# Correcting a dull repsray



## Alfa147 (Feb 22, 2012)

Hi guys, new here.

Never thought I'd be posting on a detailing forum but I 'attempted' a little go myself and was pleased with the results apart from the side panels, which is what my question is about.

The car is a black Alfa 147 and the guy I bought it from mentioned the sides had a _little_ respray (Will get photos) and they just lack any decent reflection 2nd photo down looks similar to mine.

I masked a section off and attacked it with P1 polish and a sponge and there was no difference whatsoever.

The panel is very smooth and doesn't feel like overspray.

Could this be corrected with a machine polisher instead of my poor arm?

Thanks and Sorry for the longish post.


----------



## tom-225 (Aug 30, 2009)

i would seudgest a full wet sand and then a machine polish to get this back up to standard. ou may well be lucky in that a machine polish alone would give resonable results though.


----------



## Alfa147 (Feb 22, 2012)

tom-225 said:


> i would seudgest a full wet sand and then a machine polish to get this back up to standard. ou may well be lucky in that a machine polish alone would give resonable results though.


I'm guessing I should do the machine polishing first? Would the DAS-6 be good enough for the job? Seems to be recommended for newbies such as me. 

Will it need any cutting compound or just polish for the machine polisher alone?

Cheers.


----------



## Dan J (Jun 18, 2008)

Before you touch it with anything get some paint readings done or you could find yourself making a trip back to the paint shop, I've recently done a jag XKR that had a resprayed bonnet that needed a fair amount of attention, the readings I got from it was shocking, had to go very carefully on it so not to thin the already thin respray,
Will pop a write up of it when I get a minute.

But my advice before you touch it with any grade of compound or polish is get some readings done so you know what you have to play with.


----------



## Alfa147 (Feb 22, 2012)

Dan J said:


> Before you touch it with anything get some paint readings done or you could find yourself making a trip back to the paint shop, I've recently done a jag XKR that had a resprayed bonnet that needed a fair amount of attention, the readings I got from it was shocking, had to go very carefully on it so not to thin the already thin respray,
> Will pop a write up of it when I get a minute.
> 
> But my advice before you touch it with any grade of compound or polish is get some readings done so you know what you have to play with.


Thank you.

Those paint gauges, expensive little buggers aren't they?

I was thinking of getting a shop to do it but looking at the prices I'm better of investing in a polisher/gauge. And it's not like I can't sell them down the line.

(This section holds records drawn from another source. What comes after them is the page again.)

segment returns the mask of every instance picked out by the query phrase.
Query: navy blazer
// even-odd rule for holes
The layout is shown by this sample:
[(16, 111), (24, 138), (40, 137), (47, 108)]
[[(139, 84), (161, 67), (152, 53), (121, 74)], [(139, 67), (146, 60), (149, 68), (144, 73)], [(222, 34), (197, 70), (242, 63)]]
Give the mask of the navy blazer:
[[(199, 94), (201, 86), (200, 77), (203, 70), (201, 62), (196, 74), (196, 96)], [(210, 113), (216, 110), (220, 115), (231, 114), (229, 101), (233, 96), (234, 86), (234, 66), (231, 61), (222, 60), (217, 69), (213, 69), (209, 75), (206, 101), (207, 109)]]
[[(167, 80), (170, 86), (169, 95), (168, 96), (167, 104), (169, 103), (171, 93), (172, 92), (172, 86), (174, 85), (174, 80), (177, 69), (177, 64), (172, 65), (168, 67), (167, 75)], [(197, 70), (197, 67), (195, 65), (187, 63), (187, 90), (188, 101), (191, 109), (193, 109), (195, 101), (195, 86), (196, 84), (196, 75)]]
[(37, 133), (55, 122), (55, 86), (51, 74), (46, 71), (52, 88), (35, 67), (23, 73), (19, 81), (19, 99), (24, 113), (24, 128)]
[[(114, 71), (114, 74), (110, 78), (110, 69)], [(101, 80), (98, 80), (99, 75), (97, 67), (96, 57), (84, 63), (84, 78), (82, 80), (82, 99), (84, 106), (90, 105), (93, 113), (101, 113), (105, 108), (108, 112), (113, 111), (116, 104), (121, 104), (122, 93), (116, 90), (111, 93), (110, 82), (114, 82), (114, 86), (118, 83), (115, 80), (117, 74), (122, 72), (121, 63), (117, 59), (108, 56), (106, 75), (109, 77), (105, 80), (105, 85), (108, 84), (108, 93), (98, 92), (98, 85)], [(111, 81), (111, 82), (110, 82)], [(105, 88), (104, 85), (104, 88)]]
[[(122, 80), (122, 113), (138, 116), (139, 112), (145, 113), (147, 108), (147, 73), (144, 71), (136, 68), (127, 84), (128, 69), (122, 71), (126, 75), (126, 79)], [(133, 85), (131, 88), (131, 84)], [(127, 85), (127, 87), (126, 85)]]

If my paint is sufficient, what am I actually trying to do with the paint? I've got a lot of reading to do, just trying to get a rough idea.


----------



## Dan J (Jun 18, 2008)

Alfa147 said:


> Thank you.
> 
> Those paint gauges, expensive little buggers aren't they?
> 
> ...


Not as expensive as a respray:thumb:

You could contact a detailer from here that's close to you and for a small fee or possibly free they could do some readings for you so you know what's going on.

If your paints all good and there's plenty there you can either go down the wet sanding route or cut it back with a compounding or medium polishing pad or even wool if needed and some medium cutting compound to level it then jewel it up with a finishing pad and polish.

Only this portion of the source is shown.